Prior to meeting him, in the hopes of settling some of my nerve I did a little social media due diligence. MISTAKE. I stumbled on a relationship past that made an eyebrow raise — a blue-eyed Ex named Cat who was also a fencer. That’s where, as far as I can tell, the similarities between myself and his Ex with a capital E end (she’s a 5’11 runway model.) Every picture I saw of them, he looked madly in love. I wondered, would this be an issue?
It was a treacherously rainy Sunday night. The kind of rain that not only soaks you to the bone, but renders street lines completely invisible. I got pulled over on the drive home for trying to drive straight from a left turn lane. Konig and I said good night after a couple of hours of lively conversation that book-ended the screening. He was the first person I’d met who got as excited as I did about the Seagram’s building… We made plans to see each other the night before he was set to leave for a month in Europe.
And then he cancelled. It was complicated, he said. He could explain more if I wanted, but he didn’t think it was wise for us to move forward.

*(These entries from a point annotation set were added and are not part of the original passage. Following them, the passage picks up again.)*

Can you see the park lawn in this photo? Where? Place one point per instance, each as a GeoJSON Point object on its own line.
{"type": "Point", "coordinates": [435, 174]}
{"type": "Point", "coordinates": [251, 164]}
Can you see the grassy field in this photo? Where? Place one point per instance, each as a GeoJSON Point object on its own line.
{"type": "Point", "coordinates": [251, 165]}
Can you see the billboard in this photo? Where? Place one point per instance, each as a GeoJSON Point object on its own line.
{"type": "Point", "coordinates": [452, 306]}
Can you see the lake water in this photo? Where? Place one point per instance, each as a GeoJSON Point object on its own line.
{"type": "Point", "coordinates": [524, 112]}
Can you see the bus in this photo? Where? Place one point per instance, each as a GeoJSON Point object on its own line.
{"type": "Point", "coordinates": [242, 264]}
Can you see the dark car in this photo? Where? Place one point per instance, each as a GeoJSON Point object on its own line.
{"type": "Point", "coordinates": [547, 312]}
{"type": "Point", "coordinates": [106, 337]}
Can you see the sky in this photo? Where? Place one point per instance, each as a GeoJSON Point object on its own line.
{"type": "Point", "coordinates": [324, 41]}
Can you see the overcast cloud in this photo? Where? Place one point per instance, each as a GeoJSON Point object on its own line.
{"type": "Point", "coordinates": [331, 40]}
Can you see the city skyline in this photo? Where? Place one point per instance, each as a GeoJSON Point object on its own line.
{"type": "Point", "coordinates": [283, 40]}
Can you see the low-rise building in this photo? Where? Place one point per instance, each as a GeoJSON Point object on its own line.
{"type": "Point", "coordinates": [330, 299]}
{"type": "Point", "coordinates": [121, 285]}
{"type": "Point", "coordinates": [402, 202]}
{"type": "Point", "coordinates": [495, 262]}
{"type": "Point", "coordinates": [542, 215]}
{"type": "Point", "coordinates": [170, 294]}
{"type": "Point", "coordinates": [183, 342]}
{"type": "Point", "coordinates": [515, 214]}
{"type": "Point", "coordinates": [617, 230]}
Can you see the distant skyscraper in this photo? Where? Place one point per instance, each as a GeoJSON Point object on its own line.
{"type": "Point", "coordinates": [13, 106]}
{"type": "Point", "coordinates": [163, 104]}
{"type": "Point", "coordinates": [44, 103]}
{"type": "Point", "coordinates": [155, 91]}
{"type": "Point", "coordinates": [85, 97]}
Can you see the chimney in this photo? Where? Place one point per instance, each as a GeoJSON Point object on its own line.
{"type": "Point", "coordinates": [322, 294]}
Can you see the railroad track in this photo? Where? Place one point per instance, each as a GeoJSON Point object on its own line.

In a nod to Carrie Bradshaw… I couldn’t help but wonder:
While the similarities we find between new prospects and loves past may only be surface deep, does our awareness of them affect the way we allow the relationship to develop? Had I been superimposing the less admirable traits about the Admiral onto Konig because of a shared surface level biography? Was he doing the same with me? Were we both looking for better variations on a theme, only to find it was better to explore an entirely new tune?